Getting Started with Python crawlers

Last Update:2016-01-22 Source: Internet

Author: User

Developer on Alibaba Coud: Build your first app with APIs, SDKs, and tutorials on the Alibaba Cloud. Read more ＞

Bishi is to do crawler-related, originally wanted to write with Java, also wrote a few reptiles, one of which is to crawl NetEase cloud music user information, climbed about more than 1 million, the effect is not too satisfied. Before I heard that Python was strong, I wanted to try it with Python, and I didn't use Python before. So, learning while climbing, learning while climbing. Don't say much nonsense, get to the point.

1. The first is to get the target page, which is very simple for python.

#encoding =utf8
Import urllibres = Urllib.urlopen ("http://www.baidu.com") print Res.read ()

Run the results and open the Baidu page to view the same source code. Here are a few explanations for Python syntax.

A) import is the introduction of the meaning, Java is also used import,c/c++ with the include, the same role

b). Urllib This is the Python's own module, in the future when the development, if encountered their own needs of the function, Python comes with the module is not in the time, you can try to find on the Internet, such as the need to operate the MySQL database, this time Python is not self-contained, You can find mysqldb on the Internet, and then install the introduction on the line.

c).
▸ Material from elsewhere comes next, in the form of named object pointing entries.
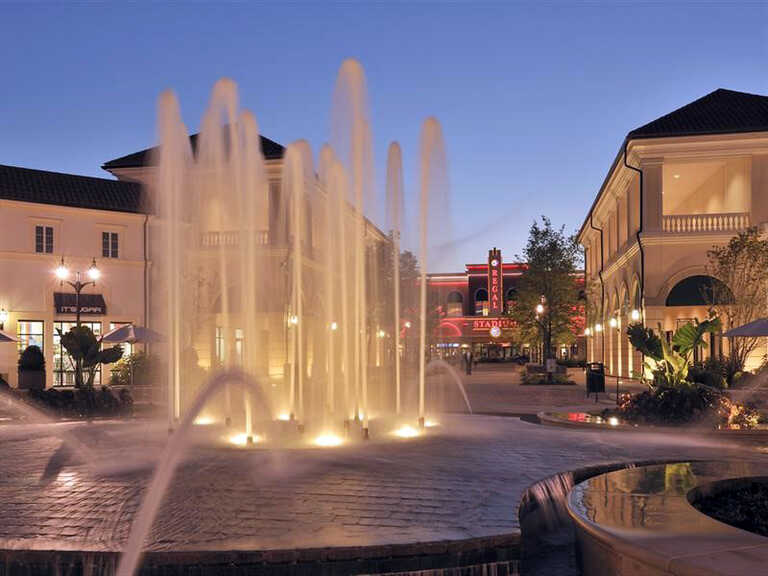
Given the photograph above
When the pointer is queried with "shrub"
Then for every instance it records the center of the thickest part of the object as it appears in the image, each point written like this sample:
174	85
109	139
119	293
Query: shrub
32	359
678	405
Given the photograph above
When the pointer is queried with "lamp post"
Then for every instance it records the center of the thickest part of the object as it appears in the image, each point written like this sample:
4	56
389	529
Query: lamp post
62	273
614	323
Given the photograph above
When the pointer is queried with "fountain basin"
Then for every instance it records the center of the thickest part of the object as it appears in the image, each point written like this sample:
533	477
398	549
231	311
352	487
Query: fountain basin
640	521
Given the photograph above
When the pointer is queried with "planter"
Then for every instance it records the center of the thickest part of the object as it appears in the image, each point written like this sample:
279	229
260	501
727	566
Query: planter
31	379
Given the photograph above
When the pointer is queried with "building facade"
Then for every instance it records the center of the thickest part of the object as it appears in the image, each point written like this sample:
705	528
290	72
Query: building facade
47	218
679	185
474	309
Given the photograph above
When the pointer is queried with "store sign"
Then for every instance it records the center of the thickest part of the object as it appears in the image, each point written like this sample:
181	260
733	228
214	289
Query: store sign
483	324
90	304
495	283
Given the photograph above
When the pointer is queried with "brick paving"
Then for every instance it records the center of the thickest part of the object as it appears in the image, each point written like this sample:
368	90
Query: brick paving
464	480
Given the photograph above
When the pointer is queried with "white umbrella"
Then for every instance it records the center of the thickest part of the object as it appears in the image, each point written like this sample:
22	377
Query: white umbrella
5	337
130	334
753	329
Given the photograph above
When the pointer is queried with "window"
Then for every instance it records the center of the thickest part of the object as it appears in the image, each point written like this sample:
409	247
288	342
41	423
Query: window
127	346
455	303
219	345
239	346
63	368
44	239
30	333
109	244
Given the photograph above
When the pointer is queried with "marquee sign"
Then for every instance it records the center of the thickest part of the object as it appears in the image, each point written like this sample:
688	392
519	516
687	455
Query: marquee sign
495	283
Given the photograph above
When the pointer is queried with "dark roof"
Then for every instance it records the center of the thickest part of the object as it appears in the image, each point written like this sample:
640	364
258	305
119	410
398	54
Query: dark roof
271	150
719	112
41	187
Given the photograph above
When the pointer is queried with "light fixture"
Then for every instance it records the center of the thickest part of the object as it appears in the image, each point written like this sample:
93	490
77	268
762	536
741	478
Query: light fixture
93	272
62	272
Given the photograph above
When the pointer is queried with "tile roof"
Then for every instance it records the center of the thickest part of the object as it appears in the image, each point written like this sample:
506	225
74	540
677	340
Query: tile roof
41	187
719	112
271	150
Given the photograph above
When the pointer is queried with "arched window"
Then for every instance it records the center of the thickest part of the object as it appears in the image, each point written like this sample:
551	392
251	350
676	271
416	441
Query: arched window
481	302
699	291
455	304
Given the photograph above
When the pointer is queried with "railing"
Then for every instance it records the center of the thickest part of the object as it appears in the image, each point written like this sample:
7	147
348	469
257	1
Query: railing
230	238
691	223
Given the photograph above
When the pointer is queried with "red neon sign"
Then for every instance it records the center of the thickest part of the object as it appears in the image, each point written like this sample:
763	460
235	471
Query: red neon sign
495	282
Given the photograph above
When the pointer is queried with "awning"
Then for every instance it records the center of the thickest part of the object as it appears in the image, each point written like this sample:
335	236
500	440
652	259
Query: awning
753	329
66	303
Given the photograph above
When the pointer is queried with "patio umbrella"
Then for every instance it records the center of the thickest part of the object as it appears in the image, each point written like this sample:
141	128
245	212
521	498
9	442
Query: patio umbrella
5	337
753	329
130	334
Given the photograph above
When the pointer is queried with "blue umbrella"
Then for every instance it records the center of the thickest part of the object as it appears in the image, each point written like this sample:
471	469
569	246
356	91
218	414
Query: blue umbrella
130	334
753	329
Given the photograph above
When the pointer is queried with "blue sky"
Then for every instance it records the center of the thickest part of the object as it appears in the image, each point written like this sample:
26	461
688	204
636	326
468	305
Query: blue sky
534	99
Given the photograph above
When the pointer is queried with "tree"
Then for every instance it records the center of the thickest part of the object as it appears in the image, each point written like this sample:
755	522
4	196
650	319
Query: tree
741	296
86	354
552	259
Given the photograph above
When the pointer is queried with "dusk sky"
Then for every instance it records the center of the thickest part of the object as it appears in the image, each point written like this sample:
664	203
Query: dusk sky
534	99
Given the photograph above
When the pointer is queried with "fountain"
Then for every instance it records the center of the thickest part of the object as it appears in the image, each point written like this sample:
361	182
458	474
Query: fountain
277	269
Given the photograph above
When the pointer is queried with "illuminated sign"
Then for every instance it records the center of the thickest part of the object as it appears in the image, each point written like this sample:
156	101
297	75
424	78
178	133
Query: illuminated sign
491	323
495	283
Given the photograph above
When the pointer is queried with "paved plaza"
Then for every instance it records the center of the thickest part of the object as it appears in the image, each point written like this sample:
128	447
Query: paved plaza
464	479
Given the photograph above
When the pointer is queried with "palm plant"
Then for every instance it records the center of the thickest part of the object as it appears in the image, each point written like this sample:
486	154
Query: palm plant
666	363
85	351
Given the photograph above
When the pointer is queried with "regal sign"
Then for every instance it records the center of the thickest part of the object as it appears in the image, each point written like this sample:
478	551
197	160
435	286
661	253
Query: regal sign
495	283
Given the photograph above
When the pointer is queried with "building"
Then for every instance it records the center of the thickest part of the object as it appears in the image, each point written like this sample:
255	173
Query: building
679	185
474	308
46	217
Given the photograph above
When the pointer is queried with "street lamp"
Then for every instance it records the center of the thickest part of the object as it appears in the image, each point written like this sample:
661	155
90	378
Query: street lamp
62	273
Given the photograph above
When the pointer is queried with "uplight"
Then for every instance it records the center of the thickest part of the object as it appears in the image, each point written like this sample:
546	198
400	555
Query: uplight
242	439
328	440
406	432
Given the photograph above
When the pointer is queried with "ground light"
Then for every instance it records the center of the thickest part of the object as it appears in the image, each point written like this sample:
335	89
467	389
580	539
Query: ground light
242	439
406	432
328	440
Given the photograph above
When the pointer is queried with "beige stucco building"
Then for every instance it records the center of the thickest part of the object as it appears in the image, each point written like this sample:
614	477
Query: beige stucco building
46	217
679	185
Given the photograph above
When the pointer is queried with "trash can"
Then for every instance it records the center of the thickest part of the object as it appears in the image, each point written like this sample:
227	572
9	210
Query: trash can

Res is a variable that is not declared like the Java,c language. Just write it when you use it.

d). Punctuation marks. Like Java,c these languages, each line of code followed by semicolons or other symbols, as the end of the flag, Python does not use the reverse will be wrong. Sometimes, however, punctuation marks, such as colons, are used in the back.

e). With regard to print, in python2.7, there is the print () function, and the print statement, basically the same function.

f). #注释

g). Encoding=utf8 represents the use of UTF8 encoding, which is especially useful when you have Chinese in your code.

2. Parse the retrieved elements of the webpage, get what you want, take the watercress for example, we want to get all the book names on this page (for learning communication only)

Http://www.douban.com/tag/%E5%B0%8F%E8%AF%B4/?focus=book

First get the page code:

#encoding =utf8import urllibres = Urllib.urlopen ("Http://www.douban.com/tag/%E5%B0%8F%E8%AF%B4/?focus=book") print Res.read ()

Get results, by analyzing the page source code (suggested with the Firefox browser, press F12, you can see the source code), you can locate the valid code as follows:

Here we begin to parse (here with BeautifulSoup, self-download installation), the basic process:

a). Narrow down, here we get all the books by id= "book"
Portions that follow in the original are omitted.